Yesterday, news broke about a brand new Internet security threat. A post from cybersecurity firm Hold Security claims that a Russian “cybergang” of hackers has managed to illicitly gain access to over 1.2 billion usernames and password combinations, with over 500 million email addresses. That, as you have probably guessed by now, is pretty bad.
According to Hold Security, CyberVor – a title they coined for the unnamed group, since “vor” is Russian for “thief” – used botnets to pull security data from over 400,000 sites visited by users.
“The CyberVors did not differentiate between small or large sites,” says the post. “They didn’t just target large companies; instead, they targeted every site that their victims visited. With hundreds of thousands [of] sites affected, the list includes many leaders in virtually all industries across the world, as well as a multitude of small or even personal websites.”

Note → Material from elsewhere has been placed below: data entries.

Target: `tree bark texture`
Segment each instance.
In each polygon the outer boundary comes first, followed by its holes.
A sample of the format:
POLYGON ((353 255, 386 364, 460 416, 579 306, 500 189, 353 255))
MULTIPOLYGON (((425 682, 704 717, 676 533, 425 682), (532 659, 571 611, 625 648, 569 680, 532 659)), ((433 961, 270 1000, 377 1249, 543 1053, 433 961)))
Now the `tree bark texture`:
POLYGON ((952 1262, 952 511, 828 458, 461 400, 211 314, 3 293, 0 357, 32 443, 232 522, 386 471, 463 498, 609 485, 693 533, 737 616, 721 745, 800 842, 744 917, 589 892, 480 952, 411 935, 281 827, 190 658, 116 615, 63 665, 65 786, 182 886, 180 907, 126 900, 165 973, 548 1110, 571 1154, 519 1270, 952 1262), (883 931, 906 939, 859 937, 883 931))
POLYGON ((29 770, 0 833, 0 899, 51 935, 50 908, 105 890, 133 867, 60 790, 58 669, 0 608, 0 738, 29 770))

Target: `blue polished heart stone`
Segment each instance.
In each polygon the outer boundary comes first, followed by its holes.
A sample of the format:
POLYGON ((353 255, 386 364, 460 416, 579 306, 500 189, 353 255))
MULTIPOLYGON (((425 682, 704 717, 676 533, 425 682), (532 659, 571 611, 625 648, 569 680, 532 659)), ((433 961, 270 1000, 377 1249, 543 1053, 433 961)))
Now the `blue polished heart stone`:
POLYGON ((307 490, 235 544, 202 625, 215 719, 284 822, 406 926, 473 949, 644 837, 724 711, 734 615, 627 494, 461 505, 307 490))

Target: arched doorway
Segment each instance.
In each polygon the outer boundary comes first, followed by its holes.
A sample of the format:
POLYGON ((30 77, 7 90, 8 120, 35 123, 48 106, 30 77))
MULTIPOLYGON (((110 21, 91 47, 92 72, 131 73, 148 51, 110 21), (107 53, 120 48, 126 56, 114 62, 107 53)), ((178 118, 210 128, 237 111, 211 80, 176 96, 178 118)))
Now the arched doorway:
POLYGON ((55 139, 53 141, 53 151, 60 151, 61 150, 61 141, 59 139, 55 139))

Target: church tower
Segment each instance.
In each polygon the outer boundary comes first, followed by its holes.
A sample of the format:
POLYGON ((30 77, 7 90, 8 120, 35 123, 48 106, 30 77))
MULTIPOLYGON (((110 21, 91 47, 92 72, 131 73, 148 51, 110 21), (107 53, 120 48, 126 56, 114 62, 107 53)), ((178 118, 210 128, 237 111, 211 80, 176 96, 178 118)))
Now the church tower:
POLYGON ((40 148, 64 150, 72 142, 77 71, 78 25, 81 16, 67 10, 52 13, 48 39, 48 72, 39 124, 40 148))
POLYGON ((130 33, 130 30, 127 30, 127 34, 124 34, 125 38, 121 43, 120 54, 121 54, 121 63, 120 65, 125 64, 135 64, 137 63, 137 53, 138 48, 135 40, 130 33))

In short, if you visited a site, like, ever, you’re potentially a victim here.
However, if you took a few precautions, you may be less vulnerable. Joe Siegrist, the CEO and cofounder of password security company LastPass, says that there are some easy strategies that most people can follow to minimize the damage.

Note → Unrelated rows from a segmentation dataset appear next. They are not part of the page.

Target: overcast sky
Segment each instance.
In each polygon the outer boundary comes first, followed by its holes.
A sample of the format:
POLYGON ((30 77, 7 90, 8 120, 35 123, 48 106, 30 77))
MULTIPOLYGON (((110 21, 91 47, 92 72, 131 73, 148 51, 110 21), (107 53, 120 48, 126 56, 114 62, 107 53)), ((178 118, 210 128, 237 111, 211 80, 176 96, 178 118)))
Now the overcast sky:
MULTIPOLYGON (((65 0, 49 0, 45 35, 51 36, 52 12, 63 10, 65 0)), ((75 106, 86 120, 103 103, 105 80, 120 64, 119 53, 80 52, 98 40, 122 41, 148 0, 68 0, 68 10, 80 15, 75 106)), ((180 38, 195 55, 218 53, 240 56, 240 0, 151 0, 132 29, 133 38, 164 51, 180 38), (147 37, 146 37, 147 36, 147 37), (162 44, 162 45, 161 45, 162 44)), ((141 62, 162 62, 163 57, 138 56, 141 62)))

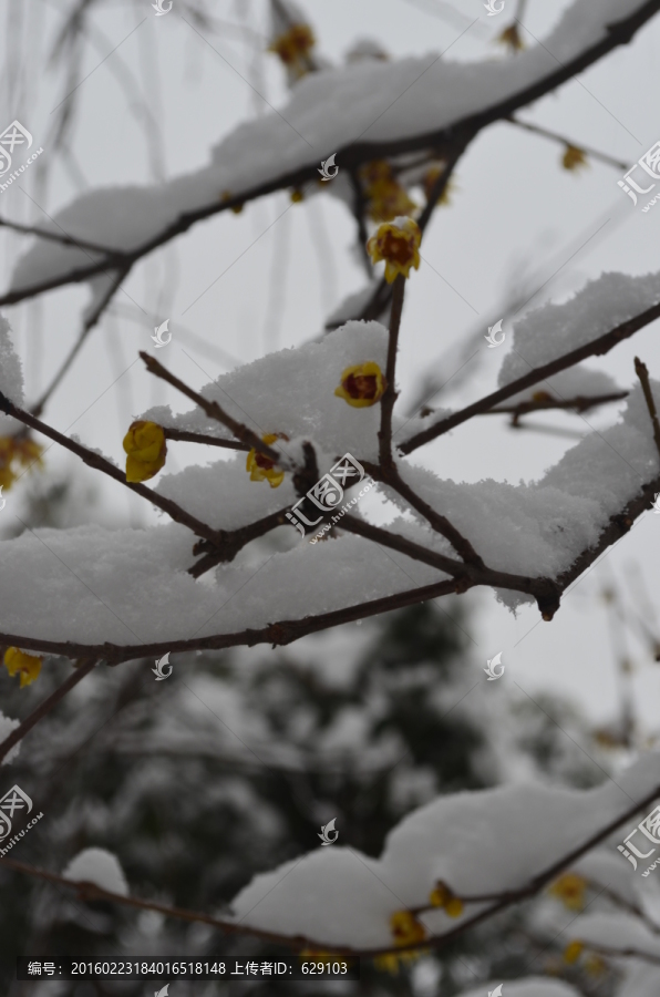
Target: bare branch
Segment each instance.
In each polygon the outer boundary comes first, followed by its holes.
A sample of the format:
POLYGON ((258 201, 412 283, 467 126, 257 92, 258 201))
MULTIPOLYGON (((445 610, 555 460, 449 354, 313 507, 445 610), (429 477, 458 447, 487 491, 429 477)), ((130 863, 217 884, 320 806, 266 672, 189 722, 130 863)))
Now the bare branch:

“Only people who use random unique passwords on every site have reduced their risk from this latest breach,” he says. “If you reuse passwords you are critically exposed.”

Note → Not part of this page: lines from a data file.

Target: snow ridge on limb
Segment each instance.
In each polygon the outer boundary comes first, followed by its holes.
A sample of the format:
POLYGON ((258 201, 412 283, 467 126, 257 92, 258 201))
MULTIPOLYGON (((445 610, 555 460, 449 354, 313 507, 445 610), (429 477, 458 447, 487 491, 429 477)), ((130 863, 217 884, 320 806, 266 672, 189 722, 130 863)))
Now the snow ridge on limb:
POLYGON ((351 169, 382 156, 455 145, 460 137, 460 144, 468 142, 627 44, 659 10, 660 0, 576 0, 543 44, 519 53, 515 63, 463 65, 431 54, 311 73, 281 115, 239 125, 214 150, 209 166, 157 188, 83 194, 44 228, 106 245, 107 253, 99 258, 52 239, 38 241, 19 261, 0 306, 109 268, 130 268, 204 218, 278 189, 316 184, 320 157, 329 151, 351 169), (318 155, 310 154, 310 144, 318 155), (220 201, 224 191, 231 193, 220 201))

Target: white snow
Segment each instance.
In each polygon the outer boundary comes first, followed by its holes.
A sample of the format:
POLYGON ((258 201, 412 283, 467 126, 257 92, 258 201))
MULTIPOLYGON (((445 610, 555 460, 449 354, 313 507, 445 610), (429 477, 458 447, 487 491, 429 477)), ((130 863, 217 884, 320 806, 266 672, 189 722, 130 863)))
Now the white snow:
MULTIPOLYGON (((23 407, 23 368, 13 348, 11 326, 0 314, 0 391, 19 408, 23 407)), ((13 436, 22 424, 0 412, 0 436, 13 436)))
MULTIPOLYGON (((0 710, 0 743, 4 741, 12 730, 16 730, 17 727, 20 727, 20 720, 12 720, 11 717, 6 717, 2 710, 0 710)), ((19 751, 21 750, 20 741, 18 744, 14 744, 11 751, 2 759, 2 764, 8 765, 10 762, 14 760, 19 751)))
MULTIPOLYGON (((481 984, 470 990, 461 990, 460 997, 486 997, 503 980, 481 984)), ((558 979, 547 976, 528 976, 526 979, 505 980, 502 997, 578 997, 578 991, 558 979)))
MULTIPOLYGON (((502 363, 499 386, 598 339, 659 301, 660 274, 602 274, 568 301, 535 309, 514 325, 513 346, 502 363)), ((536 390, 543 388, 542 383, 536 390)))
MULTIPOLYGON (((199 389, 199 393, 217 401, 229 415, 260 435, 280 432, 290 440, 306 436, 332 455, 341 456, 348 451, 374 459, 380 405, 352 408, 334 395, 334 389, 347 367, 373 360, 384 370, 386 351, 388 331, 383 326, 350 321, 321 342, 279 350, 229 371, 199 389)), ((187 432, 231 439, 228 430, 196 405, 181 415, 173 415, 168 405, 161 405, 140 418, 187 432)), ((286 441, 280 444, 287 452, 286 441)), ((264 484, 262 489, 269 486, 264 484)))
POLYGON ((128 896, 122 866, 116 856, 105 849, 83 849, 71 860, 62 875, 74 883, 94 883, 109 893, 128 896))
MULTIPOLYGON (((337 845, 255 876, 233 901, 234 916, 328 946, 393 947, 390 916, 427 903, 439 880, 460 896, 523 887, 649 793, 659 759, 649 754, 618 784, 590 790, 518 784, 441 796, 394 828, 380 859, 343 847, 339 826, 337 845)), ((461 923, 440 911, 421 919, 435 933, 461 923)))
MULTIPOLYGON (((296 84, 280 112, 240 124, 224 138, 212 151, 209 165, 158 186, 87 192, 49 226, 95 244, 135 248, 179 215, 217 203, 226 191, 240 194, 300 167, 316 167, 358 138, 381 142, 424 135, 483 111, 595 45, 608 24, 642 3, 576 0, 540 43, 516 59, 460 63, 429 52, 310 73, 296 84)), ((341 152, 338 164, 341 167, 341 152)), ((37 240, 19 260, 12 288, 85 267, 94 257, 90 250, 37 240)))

While Siegrist recommends that users take advantage of LastPass, it’s clear that at the very least users ought to have unique passwords for each and every site they use. Randomized passwords are best, of course, but if nothing else, reusing the same password and email combination across various sites makes users even more vulnerable to security breaches like this.
And now that these usernames and passwords have been obtained? It might not be a terrible idea to go ahead and start changing your passwords now.